Sunday, November 07, 2010

Malawi: The Warm Heart of Africa

After my very long bus ride, I spent the next five days relaxing near the shores of Lake Malawi, a huge freshwater lake that appears more like an ocean than a lake because of its size. Mayoka Village is a backpackers’ haven right on the shores of the lake. It has really cute cabins, an incredibly friendly staff, good food, and a great area to lounge around. I spent my first day there catching up on sleep and walking into town to make arrangements for the rest of the week. I was very content to lay in the lounge area reading my book, watch cheesy movies in the tv area, and enjoy foods such as sandwiches and salads, which had been rare during our trip. It was also pizza night!

The next morning, I headed early into town to go visit the witch doctor. This experience was worth it for the interesting, cultural commentary rather than any real knowledge. The witch doctor explained to me all about the common diseases and natural cures, but admitted that his cures only lasted a few days until they could get the patient to the hospital. He also told me that a father can curse his daughter and an older sibling can curse a younger sibling, but not vice versa, and that even if he performed the ritual for removing the curse it could not be removed unless the cursor had agreed to forgive the cursed. Perhaps most interesting, he explained that in order to perform the ceremony necessary to cast off evil spirits, the subject had to wear a costume with crosses on it (because they are Christian). They would first pray, then drum and dance until the spirits told them what to do to satisfy them such as slaughter a goat. This juxtaposition of Christianity and African medicine was very amusing to me.



When I made my way back to the Village for our free local lunch (Nsima), I was excited to see that Regina and Kaitlin had arrived a whole day earlier than expected. They were just in time for a dive. Lake Malawi is home to a large number of cichlids, which mutate very quickly, resulting in innumerable variations of the species. They are mouth breeders, meaning they carry the eggs in their mouth and, after birth, hold the baby cichlids in their mouths to protect them from danger. We saw this phenomenon, which is recorded on disc one of Planet Earth, several times throughout our dive. Also, the cichlids mate with one partner. If a male cichlid dies, its female partner CHANGES SEX! You could tell by their coloring, which cichlids were in the process of their sex change. We were also swimming late enough in the day that we were able to see the dolphin fish out trolling for cichlids.

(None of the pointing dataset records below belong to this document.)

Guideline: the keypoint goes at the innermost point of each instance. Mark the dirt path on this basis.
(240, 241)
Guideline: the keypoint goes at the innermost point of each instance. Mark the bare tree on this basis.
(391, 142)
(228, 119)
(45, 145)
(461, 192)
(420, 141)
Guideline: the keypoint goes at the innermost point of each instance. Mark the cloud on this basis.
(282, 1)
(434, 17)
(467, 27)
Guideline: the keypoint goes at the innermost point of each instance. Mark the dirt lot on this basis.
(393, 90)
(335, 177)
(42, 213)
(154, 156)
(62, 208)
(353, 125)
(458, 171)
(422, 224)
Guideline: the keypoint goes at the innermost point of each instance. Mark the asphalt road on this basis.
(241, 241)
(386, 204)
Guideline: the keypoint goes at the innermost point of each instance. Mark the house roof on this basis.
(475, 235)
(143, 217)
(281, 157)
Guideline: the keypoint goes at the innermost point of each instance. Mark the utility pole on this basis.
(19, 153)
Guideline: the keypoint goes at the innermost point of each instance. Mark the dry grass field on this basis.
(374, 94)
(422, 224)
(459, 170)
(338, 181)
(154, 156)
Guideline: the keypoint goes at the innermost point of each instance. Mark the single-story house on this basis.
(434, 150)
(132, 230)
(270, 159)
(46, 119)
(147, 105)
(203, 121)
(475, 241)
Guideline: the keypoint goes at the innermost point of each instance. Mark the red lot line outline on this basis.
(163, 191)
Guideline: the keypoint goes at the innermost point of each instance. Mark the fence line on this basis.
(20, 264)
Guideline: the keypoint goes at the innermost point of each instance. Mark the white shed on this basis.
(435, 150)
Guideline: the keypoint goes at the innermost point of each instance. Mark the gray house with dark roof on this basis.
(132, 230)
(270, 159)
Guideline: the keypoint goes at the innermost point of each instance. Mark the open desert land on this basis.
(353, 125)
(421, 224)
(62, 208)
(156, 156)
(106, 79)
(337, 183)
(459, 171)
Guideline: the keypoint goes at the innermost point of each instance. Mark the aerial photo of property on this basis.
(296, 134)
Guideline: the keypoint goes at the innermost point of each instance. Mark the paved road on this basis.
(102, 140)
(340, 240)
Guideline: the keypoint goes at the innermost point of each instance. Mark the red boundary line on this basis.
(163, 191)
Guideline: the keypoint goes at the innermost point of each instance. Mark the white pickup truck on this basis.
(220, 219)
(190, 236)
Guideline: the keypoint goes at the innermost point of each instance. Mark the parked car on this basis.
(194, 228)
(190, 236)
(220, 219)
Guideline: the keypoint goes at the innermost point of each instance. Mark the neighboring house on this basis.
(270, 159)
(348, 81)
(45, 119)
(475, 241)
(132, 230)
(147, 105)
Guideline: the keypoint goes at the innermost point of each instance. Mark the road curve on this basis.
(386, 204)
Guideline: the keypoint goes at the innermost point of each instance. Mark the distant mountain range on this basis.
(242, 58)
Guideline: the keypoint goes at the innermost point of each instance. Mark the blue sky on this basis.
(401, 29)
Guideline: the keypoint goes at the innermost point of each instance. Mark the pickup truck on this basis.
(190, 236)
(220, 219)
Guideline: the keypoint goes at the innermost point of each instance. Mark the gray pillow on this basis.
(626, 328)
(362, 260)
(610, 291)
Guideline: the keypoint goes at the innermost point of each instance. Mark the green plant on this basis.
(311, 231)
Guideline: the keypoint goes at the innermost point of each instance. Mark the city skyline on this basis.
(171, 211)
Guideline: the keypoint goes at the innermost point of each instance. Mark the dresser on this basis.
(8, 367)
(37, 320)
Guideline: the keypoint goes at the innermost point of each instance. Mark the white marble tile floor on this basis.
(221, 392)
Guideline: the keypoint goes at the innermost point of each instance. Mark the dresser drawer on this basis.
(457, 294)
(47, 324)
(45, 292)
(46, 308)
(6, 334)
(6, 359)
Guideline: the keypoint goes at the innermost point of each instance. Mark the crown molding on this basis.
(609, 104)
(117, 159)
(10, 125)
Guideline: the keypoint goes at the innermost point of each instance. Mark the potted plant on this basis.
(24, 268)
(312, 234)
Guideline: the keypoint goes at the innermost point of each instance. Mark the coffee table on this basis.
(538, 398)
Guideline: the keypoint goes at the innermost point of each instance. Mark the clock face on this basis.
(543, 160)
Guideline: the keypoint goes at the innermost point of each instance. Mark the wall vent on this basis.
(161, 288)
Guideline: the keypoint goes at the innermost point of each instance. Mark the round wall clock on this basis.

The next day, Regina and Kaitlin worked on their dugout canoe skills for the entertainment of the rest of the camp.





Afterwards, I finished my village tour by visiting the local distillery (brewing Kachusu)—-in a dilapidated shed—-tasting the local beer (Chibuku, Shake Shake), and trying some medicinal plant (Gondolose). The guide explained to me that Gondolose is for women who want to have babies. After I quickly handed it back to him, saying that I wasn't quite ready to try it, he laughed, and further explained that it is somehow supposed to give women who are in labor strength.

That night we had fun at the Mayoka BBQ, which is widely attended by Mayoka Villagers and the locals alike.

On Saturday, we took a boat trip that included feeding the fish eagles (lovingly nicknamed Condie and Tony (Blair)), cliff diving,
snorkeling, and playing traditional games with the local children on a beach. That night we went to KayaPapaya for their three course Thai dinner. It was the best meal I’ve had on the trip. Unfortunately, it was the meal that immediately preceded my bout of food poisoning. I spent our last day in Nkhata in bed or in the bathroom. At least it was a nice place to be sick.


All over Malawi, people were selling dried fish on the street.

The street vendors always stack their produce into cute little, pyramid piles.